The black flying fox is not listed as threatened on the IUCN Red List; nevertheless, the species is exposed to several threats, including loss of foraging and roosting habitat, and mass die-offs caused by extreme temperature events. Because climate change is predicted to make Australia hotter, the negative impacts this species faces from extreme temperature events are expected to grow into a larger problem. According to one study, these animals begin to die once temperatures reach above 40°C. Another study of records from wildlife rehabilitation clinics in Australia found that heat stress particularly affected black flying foxes compared to other flying fox species. Clinic records indicated that 46% of wildlife rescues of black flying foxes were due to heat stress, compared to 18% of grey-headed flying fox rescues and 8% of little red flying fox rescues.

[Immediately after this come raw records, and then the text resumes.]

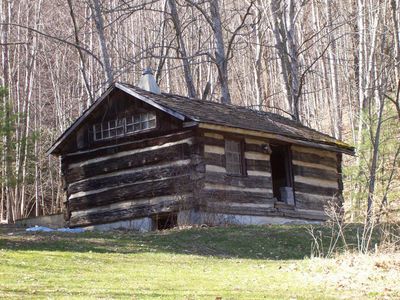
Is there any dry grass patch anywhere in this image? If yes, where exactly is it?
[307,252,400,299]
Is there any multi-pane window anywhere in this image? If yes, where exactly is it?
[225,140,243,175]
[126,113,156,133]
[94,119,124,140]
[93,113,156,141]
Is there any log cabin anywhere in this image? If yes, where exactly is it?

When present in urban environments, black flying foxes are sometimes perceived as a nuisance. Because their roosting and foraging habits bring the species into conflict with humans, it suffers from direct killing of animals in orchards and harassment and destruction of roosts. In Indonesia, this species is frequently consumed as bushmeat, with concerns that the population loss might not be sustainable.

==As a disease vector==
Negative public perception of the species has intensified with the discovery of three recently emerged zoonotic viruses that are potentially fatal to humans: Australian bat lyssavirus, Hendra virus, and Menangle virus. However, only the Australian bat lyssavirus is known from two isolated cases to be directly transmissible from bats to humans.

==Wildlife rescue==
Flying foxes often come to the attention of Australian wildlife care and rescue organisations, such as Wildcare Australia, Orphan Native Animal Rear and Release Association Incorporated, Wildlife Carers Darling Downs, Bat Care, Bat Rescue, Tweed Valley Wildlife Carers, and WIRES when reported as injured, sick, orphaned or abandoned. A very high proportion of adult flying fox injuries are caused by entanglement in barbed wire fences or loose, improperly erected fruit tree netting, both of which can result in very serious injuries and a slow, agonizing death for the animal if not rescued quickly.